Un moment de flottement révélateur
Ce 24 juin 2024, Jordan Bardella, président du Rassemblement national (RN), a marqué les esprits lors d’une conférence de presse. Interrogé sur la promesse de son parti d’interdire l’accès à certains emplois publics aux binationaux, le jeune dirigeant a semblé dépassé par la question. Une mesure pourtant au cœur du programme du RN depuis 2022, visant à inscrire la « priorité nationale » dans la Constitution.
Une improvisation embarrassante
Selon des sources proches, Bardella n’avait pas été briefé sur le sujet. « Aucune fiche, aucun élément de langage », confie un conseiller. Face aux journalistes, il a improvisé, évoquant une « liste de postes stratégiques » à protéger contre des « ingérences » hypothétiques des binationaux. Une réponse floue qui a alimenté les critiques sur son manque de préparation.

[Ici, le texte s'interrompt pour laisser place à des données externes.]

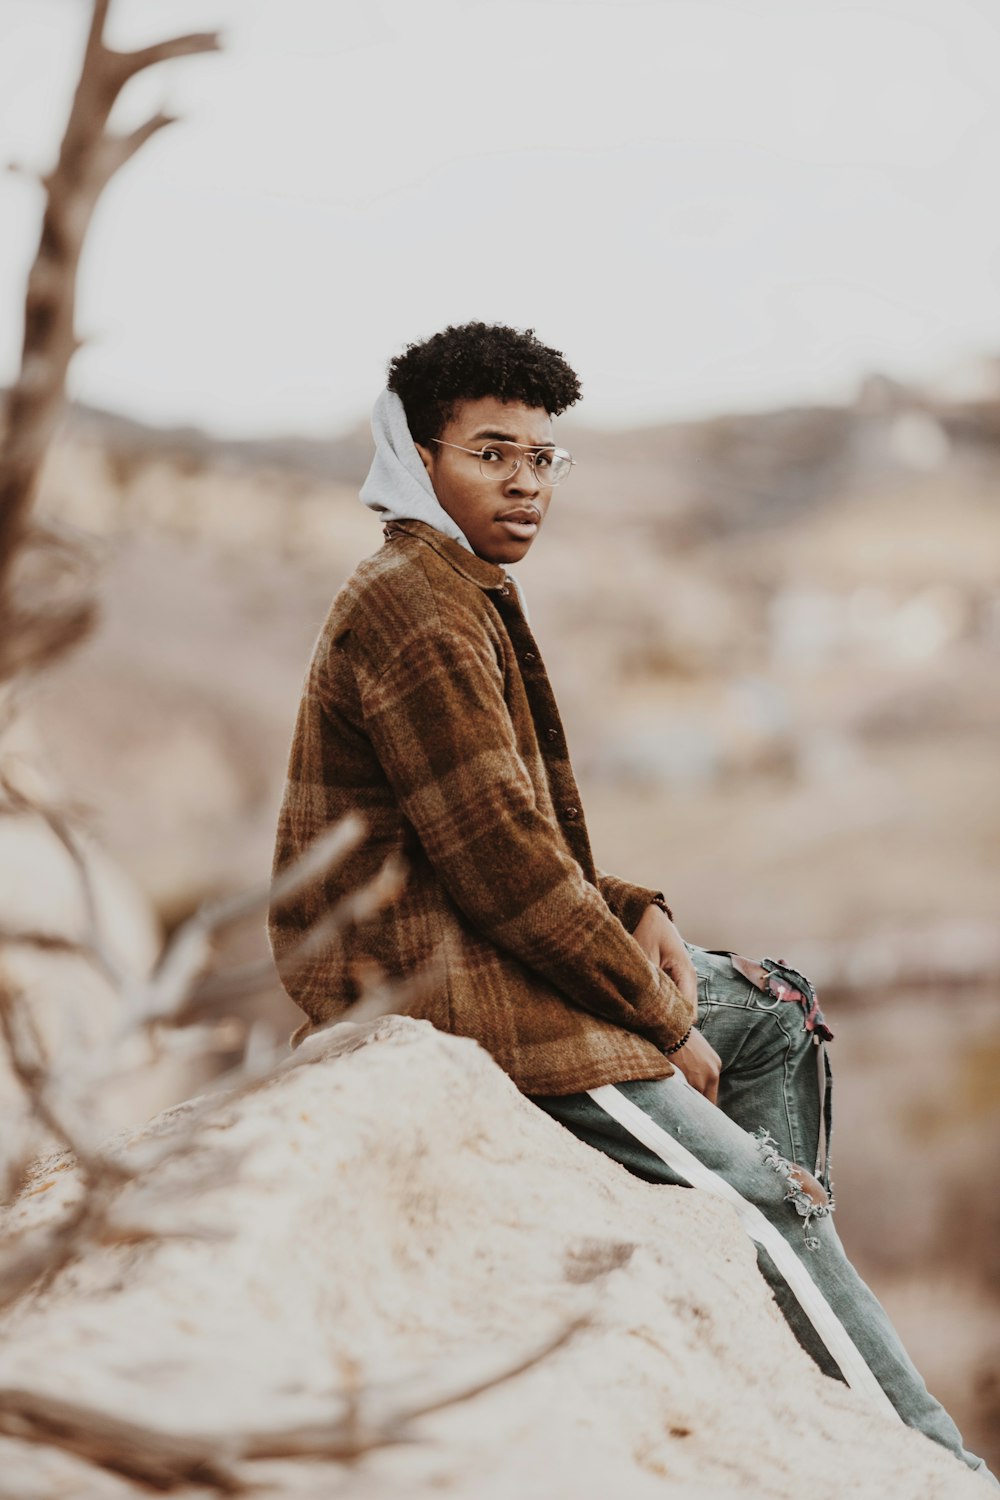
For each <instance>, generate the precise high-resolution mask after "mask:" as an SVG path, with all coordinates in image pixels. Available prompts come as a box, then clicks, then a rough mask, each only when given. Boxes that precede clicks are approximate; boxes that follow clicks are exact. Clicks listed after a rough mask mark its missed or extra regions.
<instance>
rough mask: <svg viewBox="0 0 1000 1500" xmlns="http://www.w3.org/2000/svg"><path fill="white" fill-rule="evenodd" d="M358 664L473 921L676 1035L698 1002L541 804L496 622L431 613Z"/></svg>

La gauche et la droite en embuscade
Alors que le gouvernement Lecornu II, soutenu par Emmanuel Macron, tente de consolider sa majorité, l’incident a relancé les débats sur la crise des vocations politiques à droite. La gauche, menée par Jean-Luc Mélenchon, n’a pas manqué de souligner l’amateurisme du RN, tandis que certains observateurs y voient un symptôme de la guerre des droites en France.
Un RN en quête de crédibilité
Pourtant, le RN mise sur Bardella pour incarner un renouveau. Mais cet épisode rappelle les défaillances structurelles du parti, souvent critiqué pour son manque de rigueur programmatique.
« Le RN parle de souveraineté, mais ne maîtrise même pas ses propres propositions »,ironise un député LFI.
Un contexte politique tendu
Alors que la France traverse une crise agricole et une crise des finances publiques, les partis se préparent pour 2027. Le RN, en difficulté, tente de se repositionner. Mais les erreurs de Bardella pourraient affaiblir sa crédibilité face à un électorat de plus en plus exigeant.
Dans ce contexte, la gauche espère capitaliser sur les failles du RN, tandis que la droite traditionnelle cherche à se démarquer. Une chose est sûre : l’extrême droite n’a pas fini de faire parler d’elle.